Morrer de raio seria honrado. Seria especial. Não é qualquer um que morre de raio. Somente seres muito privilegiados. Abençoados pela natureza. Ou amaldiçoados por ela, dependendo do seu ponto de vista. Não se escolhe morrer de raio, é preciso que haja uma reclamação sobre você lá no céu. Uma petição contra a sua existência. Uma raiva divina qualquer, um mandado de busca e apreensão contra o seu corpo, encabeçado por deus e executado por são pedro ou entidades análogas responsáveis pela chuva. Não se morre de raio sem que Deus tenha algo contra ti. Ou sem fazer o diabo feliz. De maneira geral, não se morre de raio. Passamos pelas chuvas, passamos pelos temporais e não tomamos o raio de canudinho. Mas isso não é porque somos abençoados por Deus, ou porque não merecemos o raio. É pura e exclusivamente porque não somos tão importantes assim.

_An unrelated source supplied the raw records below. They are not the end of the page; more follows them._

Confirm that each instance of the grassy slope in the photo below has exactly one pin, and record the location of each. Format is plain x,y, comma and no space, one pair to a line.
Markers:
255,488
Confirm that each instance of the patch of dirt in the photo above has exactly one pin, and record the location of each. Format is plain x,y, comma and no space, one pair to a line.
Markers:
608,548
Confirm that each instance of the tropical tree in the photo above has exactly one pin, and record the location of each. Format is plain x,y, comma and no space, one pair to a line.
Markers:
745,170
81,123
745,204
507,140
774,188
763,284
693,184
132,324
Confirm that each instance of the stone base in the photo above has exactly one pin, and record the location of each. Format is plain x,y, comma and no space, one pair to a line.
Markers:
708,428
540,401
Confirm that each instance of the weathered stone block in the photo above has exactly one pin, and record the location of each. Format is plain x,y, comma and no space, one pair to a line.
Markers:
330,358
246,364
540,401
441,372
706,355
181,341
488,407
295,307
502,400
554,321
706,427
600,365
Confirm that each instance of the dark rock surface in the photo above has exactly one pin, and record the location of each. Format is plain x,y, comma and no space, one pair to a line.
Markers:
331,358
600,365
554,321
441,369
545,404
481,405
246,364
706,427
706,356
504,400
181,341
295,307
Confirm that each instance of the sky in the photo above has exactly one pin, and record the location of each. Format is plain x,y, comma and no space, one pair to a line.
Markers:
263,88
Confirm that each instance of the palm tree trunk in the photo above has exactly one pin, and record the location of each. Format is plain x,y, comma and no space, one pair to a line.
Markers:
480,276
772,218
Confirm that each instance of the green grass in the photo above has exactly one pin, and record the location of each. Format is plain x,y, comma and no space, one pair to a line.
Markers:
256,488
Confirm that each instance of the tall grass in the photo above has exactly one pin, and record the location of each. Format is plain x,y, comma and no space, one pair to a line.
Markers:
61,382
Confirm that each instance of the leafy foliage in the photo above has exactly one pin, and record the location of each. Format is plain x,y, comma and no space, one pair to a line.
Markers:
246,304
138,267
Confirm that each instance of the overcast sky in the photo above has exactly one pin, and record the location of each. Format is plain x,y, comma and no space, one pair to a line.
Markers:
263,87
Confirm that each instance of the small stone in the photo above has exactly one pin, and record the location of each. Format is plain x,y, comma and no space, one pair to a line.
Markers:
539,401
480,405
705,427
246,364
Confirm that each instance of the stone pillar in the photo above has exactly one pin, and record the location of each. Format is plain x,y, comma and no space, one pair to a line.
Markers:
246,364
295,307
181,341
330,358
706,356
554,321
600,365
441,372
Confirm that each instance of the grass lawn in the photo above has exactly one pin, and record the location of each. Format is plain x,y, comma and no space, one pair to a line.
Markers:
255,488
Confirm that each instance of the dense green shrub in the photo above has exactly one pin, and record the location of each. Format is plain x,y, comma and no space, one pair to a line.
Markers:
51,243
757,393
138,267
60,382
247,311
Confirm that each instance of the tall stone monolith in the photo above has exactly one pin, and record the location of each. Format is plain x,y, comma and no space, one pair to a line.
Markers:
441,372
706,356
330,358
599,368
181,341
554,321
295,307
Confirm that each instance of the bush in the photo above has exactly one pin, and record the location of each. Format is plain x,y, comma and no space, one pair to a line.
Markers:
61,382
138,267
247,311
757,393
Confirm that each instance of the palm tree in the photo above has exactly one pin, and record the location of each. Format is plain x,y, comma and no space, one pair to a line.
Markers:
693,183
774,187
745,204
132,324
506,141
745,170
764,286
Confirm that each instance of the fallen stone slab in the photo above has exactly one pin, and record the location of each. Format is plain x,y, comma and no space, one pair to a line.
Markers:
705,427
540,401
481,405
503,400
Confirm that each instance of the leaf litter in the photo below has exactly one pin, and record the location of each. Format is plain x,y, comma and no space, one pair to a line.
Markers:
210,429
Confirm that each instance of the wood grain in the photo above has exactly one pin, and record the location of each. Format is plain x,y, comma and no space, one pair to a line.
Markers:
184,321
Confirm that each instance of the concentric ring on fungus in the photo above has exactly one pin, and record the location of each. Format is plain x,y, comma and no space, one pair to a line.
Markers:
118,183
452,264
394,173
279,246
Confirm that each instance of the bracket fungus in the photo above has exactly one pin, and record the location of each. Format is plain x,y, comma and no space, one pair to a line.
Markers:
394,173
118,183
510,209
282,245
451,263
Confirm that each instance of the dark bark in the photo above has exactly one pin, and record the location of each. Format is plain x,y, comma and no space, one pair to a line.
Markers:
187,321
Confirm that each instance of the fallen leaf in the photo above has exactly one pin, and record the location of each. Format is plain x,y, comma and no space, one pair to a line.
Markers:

Não morro de raio porque não importo. Porque Deus nem cogita me colocar numa página do diário geral da união decretando o meu aniquilamento. Eu nem existo no registro do IBGE celestial. Se botar meu cpf no computador da receita celestial, nem consta eu lá. E no entanto eu quando ando pelas chuvas que se tornam temporais, tenho medo dos raios. Talvez eu imagine que importe o suficiente pra um raio se gastar em mim. Que ele me acerte e me machuque com todo o seu poder. Mas ele é indiscutivelmente indiferente, avassaladoramente indiferente. Ele jamais me daria esse privilégio. Ele nem sabe que eu caminho aqui pela chuva, ali pela chuva. E que, aos olhos de um raio, sou a coisa mais especialmente apetitosa pra se acertar. Talvez eu não seja. Mas eu imagino. Eu imagino o sabor do raio passando em mim. Eu imagino uma dor de choque muito grande, misturada com uma dor de fogo, uma queimadura interna que me machuca por dentro. Eu imagino uma vontade exorbitante de continuar caminhando, mas ao mesmo tempo uma fraqueza absoluta de continuar. Eu imagino eu caindo ali mesmo, consciente do chão, mas incapaz de realizar qualquer movimento. Eu imagino eu sentindo os rios de água que o temporal traz e sinto a água bater em mim e fazer doer mais ainda a dor do raio. Eu sinto a chuva bater forte em mim e eu espero.

Eu escuto carros passarem na chuva mas eles são indiferentes também. Não parariam na chuva pra alguém caído na calçada. Provavelmente mais um bêbado. E eu caído de raio, escutaria os carros passando, a chuva batendo, o calor me queimando por dentro e a dor retumbando nas laterais de mim. Até que não sentiria mais nada.